Restricted coverage, cost-sharing in the form of deductibles, copay­ments, coinsurance and formulary or preauthorization requirements limit access to infertility treatment.31 While 19 states in the United States have legislation defining infertility as a dis­ease and, thus, in some form codify an infertile state as an eligible condi­tion for state-provided health insur­ance plan coverage, this may not be enough to guarantee coverage.32-34 In some states, self-funded health insur­ance coverage is exempt from state mandates.32,35,36 This accounts for 61% of workers with employer-sponsored health insurance plans.37 State Medic­aid coverage of fertility services is low, with some states covering diagnostic services but very few providing any treatment coverage.38 Because of the large variations in treatment meth­ods and medication costs, estimating the economic impact of infertility care remains challenging.39 Although treatments can be a few hundred dol­lars, costs could reach into the tens of thousands of dollars.39 These costs are out of pocket for most patients, limit­ing access to treatment.

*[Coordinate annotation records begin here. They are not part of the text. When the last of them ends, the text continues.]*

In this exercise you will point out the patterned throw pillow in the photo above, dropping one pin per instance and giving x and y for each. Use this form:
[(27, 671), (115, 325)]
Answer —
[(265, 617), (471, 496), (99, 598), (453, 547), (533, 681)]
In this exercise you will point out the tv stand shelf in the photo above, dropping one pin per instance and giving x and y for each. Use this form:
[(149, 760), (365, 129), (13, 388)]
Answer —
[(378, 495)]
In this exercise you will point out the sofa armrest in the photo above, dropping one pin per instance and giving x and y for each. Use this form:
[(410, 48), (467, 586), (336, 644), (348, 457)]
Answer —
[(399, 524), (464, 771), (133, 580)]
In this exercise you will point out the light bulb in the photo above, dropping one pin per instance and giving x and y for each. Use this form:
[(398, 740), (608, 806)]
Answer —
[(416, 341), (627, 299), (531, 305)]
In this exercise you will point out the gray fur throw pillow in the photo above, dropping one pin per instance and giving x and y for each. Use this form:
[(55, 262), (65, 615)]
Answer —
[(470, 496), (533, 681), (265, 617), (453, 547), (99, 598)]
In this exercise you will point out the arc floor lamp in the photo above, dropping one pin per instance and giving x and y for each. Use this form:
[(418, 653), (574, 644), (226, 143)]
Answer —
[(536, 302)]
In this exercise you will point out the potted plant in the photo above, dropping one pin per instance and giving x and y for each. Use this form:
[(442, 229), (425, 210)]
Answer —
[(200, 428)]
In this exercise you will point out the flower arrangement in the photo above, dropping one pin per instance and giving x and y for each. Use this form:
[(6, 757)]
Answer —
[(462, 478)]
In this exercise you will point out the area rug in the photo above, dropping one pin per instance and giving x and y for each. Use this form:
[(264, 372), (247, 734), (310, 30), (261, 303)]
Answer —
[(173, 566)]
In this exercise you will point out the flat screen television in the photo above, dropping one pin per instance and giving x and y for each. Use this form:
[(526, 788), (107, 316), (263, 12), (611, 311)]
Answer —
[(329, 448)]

A survey of patients who underwent one unsuccessful cycle of IVF found that 65.2% discontinued treatment, describ­ing the treatment as too stressful and stating that they could not afford out-of-pocket costs.40 This suggests that higher fertility cost coverage may lead to better outcomes. States with com­plete insurance coverage for IVF have much higher usage rates than do states without complete coverage.41 Live birth rates are higher in states with compre­hensive or mandated coverage than in those without this coverage (35.4% vs 33.4%, respectively), with opposite trends in multiple birth rates (10.2% vs 13.8%, respectively).41 Improved access to infertility care and increased fertil­ity benefits could decrease disparities in access to care among underserved populations such as racial and ethnic minorities and those with lower socio­economic resources.41

Conclusion

Infertility is a prevalent condition with causes ranging from hormonal imbalances and anatomical issues to lifestyle factors like stress and medication. Infertility often leads to emotional and psychological dis­tress including depression and anx­iety, further complicating efforts to achieve pregnancy. Several medica­tions are used to stimulate ovulation and improve fertility outcomes, each with distinct efficacy and side effects. Treatment choice depends on individ­ual patient needs and response. Mixed protocols combining different hor­mones may improve ART outcomes, especially for patients with specific fertility challenges; individualized treatment plans enhance effective­ness and reduce risks. The high costs of ART treatments, often not fully covered by insurance, limit access for many patients; coverage dispari­ties affect treatment usage and out­comes, with better coverage leading to improved success rates and reduc­tions in disparate access to care for underserved populations.